Knick-nack, Paddy whack, crime fiction will never be the same. McKinty's writing is clever and nothing short of inspirational to writers of the genre. Michael's voice is naive but then again seasoned, shaped in Irish slang and Belfast lilt. Told tough and noirish, Dead I Well May Be serves up gritty revenge stone cold, leaving you full and famished for more of his stylish work. Buy into McKinty's whole catelog. I did.

unputdownable
Helpful Votes: 3 out of 3 total.
Review Date: 2007-05-02
I bought this book primarily because it was a recom either here on Amazon or from someone who had read Declan Hughes' novels. I can't remember any longer. But boy, I am ecstatic that I ordered this book.

McKinty has a gift for both dialogue and plot movement. In this, the first of the Michael Forsythe series (I believe there are two other books in the series, both of them even now waiting for me in an Amazon box at home, if package tracking is to be believed), the reader follows Forsythe on his journey from Ireland to New York to Mexico and then back to New York.

He leaves Ireland because he has no options available to him; he can not afford to stay there and has prospects in New York. Upon arriving in New York, he becomes a very low-level gangster whose life hardly sounds much of an improvement over what he had in Ireland. McKinty does a sterling job of showing us what Forsythe's circumstances are (think mega cockroach heaven and continued poverty) at the same time that he develops Forsythe's character through the descriptions the first-person narrator provides.

This novel is done in Forsythe's voice, and that's a plus. Not only do we get to "hear" him speak to others, thereby getting a sense of how he communicates; we also get all the action filtered through his humor, intelligence (in many things, but not all--the boy simply can not pick a good woman to save his life), and philosophical bent.

I found several parts of this book particularly fascinating. The one that sticks out most in my mind at the moment is the part of the book that takes place in Mexico, after Forsythe has been jailed in a truly horrific Mexican prison. (Don't hurt me! I'm not revealing anything that's not on the book jacket!) I absolutely loved getting into Forsythe's mind here; he created movies with which to occupy his intellect so that he would not die both mentally and physically. He literally reconstructs wars and childhood events, creating "films" that allow him to survive the days when he is chained to the ground for 23 out of 24 hours.
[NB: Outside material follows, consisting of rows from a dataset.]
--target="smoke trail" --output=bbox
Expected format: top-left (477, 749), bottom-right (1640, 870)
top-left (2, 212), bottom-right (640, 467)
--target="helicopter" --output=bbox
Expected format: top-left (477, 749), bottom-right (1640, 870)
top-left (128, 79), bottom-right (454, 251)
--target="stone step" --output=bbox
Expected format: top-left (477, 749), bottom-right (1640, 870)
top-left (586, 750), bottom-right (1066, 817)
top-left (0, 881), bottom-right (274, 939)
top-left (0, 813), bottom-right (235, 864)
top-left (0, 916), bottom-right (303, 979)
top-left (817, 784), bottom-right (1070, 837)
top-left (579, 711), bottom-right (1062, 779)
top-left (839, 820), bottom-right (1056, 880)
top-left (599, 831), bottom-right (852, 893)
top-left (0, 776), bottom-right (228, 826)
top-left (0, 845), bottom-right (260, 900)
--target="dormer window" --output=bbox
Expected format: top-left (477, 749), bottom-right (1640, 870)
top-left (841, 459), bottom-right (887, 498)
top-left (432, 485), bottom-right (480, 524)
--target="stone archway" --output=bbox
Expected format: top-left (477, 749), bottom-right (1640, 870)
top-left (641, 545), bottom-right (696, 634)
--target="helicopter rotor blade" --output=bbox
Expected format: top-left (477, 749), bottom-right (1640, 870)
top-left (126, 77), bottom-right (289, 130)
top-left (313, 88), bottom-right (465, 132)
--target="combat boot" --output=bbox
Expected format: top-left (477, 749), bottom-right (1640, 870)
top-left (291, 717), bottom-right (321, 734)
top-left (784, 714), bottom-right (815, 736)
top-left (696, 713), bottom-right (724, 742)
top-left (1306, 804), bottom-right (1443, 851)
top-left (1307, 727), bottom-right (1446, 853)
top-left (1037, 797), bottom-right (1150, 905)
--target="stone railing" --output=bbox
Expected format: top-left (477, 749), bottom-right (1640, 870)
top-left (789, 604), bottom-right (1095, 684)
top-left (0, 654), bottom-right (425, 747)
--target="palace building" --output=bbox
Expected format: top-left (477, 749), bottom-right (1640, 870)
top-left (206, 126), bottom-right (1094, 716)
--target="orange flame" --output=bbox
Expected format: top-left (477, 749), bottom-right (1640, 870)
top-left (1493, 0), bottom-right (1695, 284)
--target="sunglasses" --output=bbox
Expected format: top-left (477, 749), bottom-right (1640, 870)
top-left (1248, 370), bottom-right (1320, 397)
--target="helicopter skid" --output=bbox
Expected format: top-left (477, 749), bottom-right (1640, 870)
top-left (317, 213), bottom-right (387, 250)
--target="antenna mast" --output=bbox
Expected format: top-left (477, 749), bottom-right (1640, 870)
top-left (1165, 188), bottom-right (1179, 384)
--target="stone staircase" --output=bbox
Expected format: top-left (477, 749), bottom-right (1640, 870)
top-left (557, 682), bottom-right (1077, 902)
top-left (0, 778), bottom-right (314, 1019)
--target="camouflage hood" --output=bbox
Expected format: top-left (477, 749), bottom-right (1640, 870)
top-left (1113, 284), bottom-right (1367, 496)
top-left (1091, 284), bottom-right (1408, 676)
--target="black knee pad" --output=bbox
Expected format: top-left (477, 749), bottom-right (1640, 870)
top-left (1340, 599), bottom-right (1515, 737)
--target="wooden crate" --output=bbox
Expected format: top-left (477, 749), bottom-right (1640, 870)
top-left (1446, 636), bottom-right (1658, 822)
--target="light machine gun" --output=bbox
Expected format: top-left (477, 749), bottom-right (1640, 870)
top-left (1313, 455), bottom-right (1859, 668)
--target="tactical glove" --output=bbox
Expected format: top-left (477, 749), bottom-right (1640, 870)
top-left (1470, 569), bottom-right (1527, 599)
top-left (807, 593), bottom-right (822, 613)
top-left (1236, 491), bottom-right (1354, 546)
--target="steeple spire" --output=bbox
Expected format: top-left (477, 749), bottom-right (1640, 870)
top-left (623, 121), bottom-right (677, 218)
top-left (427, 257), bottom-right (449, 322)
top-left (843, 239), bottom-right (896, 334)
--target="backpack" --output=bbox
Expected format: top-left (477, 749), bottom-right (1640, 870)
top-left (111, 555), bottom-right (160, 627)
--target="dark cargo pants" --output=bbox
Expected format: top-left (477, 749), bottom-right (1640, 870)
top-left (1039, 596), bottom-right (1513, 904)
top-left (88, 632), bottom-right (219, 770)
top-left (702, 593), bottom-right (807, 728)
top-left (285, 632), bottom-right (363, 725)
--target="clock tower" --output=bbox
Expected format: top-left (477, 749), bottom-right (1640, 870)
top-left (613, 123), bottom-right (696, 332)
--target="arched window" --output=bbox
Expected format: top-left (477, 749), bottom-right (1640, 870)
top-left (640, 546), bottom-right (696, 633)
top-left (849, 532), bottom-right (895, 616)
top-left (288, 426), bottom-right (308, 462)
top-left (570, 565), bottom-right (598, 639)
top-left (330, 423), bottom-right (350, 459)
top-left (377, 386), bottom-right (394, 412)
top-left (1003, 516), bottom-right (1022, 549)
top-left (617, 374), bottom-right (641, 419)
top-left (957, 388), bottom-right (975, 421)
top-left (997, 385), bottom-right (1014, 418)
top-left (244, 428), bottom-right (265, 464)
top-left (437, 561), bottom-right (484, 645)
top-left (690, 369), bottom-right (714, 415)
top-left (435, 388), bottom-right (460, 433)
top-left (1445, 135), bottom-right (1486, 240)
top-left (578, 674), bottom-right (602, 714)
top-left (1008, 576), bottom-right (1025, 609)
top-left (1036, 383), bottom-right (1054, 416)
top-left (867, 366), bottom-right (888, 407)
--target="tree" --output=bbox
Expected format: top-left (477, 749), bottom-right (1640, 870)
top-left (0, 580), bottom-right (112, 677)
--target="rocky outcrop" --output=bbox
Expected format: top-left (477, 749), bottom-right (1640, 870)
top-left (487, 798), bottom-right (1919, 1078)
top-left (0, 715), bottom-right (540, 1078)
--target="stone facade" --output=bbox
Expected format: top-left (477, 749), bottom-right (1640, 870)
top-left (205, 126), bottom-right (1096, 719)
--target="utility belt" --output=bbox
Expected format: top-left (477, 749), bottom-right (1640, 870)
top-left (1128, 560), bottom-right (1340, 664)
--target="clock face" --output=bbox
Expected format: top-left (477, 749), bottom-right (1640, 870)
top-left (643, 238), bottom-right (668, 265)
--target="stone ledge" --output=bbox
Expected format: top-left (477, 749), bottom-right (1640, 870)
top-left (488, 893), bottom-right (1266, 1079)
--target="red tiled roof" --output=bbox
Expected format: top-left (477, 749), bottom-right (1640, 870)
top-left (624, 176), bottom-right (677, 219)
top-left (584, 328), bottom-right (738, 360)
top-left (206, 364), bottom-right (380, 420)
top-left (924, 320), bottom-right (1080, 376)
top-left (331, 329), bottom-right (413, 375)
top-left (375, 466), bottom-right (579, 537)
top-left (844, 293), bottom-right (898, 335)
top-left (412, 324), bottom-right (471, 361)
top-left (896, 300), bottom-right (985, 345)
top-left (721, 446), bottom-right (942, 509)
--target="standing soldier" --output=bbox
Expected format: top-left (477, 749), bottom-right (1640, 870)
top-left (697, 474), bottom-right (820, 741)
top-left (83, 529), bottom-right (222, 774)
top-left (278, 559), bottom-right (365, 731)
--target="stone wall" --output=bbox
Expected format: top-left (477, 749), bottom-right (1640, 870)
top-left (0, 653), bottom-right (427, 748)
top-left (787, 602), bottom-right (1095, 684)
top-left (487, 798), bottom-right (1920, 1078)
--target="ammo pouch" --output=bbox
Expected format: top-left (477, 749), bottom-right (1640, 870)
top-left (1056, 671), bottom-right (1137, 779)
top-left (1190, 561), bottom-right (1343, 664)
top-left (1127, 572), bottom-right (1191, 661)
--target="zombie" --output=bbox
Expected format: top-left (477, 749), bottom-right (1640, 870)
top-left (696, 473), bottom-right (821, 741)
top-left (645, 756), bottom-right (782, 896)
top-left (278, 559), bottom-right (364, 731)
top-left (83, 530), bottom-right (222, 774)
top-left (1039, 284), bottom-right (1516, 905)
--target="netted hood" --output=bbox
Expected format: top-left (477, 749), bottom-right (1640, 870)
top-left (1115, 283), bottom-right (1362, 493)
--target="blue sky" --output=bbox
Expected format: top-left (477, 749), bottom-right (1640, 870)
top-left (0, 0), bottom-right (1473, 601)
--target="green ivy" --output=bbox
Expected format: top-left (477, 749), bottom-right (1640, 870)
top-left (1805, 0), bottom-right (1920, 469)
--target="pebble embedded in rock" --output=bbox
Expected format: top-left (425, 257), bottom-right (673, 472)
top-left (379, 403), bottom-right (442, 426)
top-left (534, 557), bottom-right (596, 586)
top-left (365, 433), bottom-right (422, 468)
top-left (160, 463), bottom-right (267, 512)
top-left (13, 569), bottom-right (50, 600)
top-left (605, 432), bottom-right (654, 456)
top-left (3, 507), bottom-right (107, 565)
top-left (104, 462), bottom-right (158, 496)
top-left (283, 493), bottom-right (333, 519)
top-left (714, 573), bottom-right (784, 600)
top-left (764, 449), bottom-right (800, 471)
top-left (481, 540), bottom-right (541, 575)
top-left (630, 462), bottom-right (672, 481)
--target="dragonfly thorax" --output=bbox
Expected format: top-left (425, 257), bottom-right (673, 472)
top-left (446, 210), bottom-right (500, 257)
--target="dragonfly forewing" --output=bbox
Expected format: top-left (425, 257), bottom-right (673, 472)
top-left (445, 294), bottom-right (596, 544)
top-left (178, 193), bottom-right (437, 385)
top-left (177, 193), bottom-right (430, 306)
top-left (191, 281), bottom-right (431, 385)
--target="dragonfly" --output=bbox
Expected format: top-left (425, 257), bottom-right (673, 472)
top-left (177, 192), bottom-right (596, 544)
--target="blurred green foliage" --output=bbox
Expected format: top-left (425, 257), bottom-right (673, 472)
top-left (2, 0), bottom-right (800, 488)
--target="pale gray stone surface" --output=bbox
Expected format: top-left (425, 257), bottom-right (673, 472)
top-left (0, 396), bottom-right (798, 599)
Forsythe is an appealing character even when he is at his ugliest, and he can be ugly indeed. He's no hero, not really. He's capable of doing terrible things because they seem right to him at the time or even because he doesn't see an easy way out of them. But he's also got a conscience (even if it does seem a bit convenient) and a sense of honor that help balance the other side of him. And he's utterly hilarious. You'll find yourself snorting laughter at odd times.

You'll love the view you get of a New York that isn't quite so obvious any longer. This is the New York that existed before different areas got "cleaned up" and the crime rate began to go down. It's a New York you'd be hard-pressed to want to live in. And Forsythe's circle of "friends" is one you'd never want for your own. Hell, you might not want Forsythe anywhere near you or anyone you loved. The man has serious issues.

All in all, this is a wonderful first novel in the series. I can't wait to read the other two.